Casa Chama
- Established: 2018
- Headquarters: São Paulo
- Location: Brazil;
- Fields: LGBTQ rights
- Key people: Matuzza Sankofa and Digg Franco (founders)
- Website: www.casachama.org

= Casa Chama =

Brazilian LGBTQ rights organization

Casa Chama is a civil society organization that provides assistance to trans people in São Paulo. It was co-founded by Matuzza Sankofa and Digg Franco in 2018. The organization advocates for the rights of the trans people in Brazil, and provides legal, healthcare, housing, and other assistance to the community. While the organization struggled to sustain itself financially, the Trans–Casa Chama endowment fund was established in 2023 to support the organization.

==History==
Casa Chama was co-founded by Matuzza Sankofa and Digg Franco in 2018 to provide assistance to transgender and transvestite people in the Brazilian city of São Paulo.

In 2021, Casa Chama was at risk of closing due to a lack of financial support.

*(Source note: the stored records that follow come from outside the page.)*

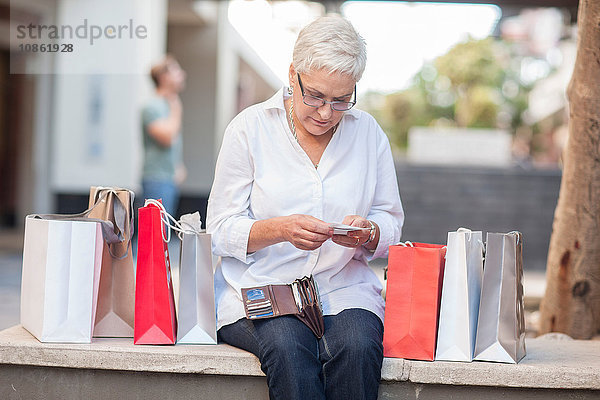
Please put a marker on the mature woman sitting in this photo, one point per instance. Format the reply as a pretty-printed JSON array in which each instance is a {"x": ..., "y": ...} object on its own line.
[{"x": 288, "y": 168}]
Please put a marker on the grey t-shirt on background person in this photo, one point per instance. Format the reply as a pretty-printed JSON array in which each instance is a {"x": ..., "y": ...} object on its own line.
[{"x": 160, "y": 162}]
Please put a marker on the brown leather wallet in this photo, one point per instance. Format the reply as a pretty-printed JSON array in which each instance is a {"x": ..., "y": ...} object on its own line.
[{"x": 300, "y": 298}]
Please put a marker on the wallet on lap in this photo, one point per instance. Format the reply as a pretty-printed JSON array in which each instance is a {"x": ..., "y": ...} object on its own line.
[{"x": 299, "y": 298}]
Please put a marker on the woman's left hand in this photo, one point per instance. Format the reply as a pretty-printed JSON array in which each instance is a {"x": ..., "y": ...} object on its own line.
[{"x": 353, "y": 238}]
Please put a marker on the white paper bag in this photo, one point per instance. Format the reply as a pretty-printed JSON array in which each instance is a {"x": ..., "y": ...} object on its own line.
[
  {"x": 461, "y": 290},
  {"x": 196, "y": 317},
  {"x": 61, "y": 272}
]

In 2023, Leonardo Letelier, founder and CEO of Sitawi Finanças do Bem, an organization that develops innovative financial solutions for positive social and environmental impact, created the Trans–Casa Chama Fund, the country's first endowment fund focused on LGBTQIA+ issues, an initiative designed to ensure Casa Chama's long-term financial sustainability.

==Works==
Casa Chama advocates for the rights of the trans people in Brazil, while denouncing the human rights violations experienced by this community. The organization provides legal, healthcare, housing, employment, cultural, educational, and safety related assistance.

In 2020, Casa Chama provided housing aid to about 70 people and helped 250 others receive ongoing medical care through a partnership with UBS – Centro de Saúde Escola Barra Funda (Barra Funda Teaching Health Center). In 2021, Casa Chama provided assistance to 350 people, of whom 90% were from São Paulo and 85% were living in situations of severe social vulnerability. During the COVID-19 pandemic, the organization provided more than 2,000 assistance services to ensure that trans people could exercise their rights. As of 2021, the organization was estimated to have reached approximately 183,000 people through both direct and remote initiatives.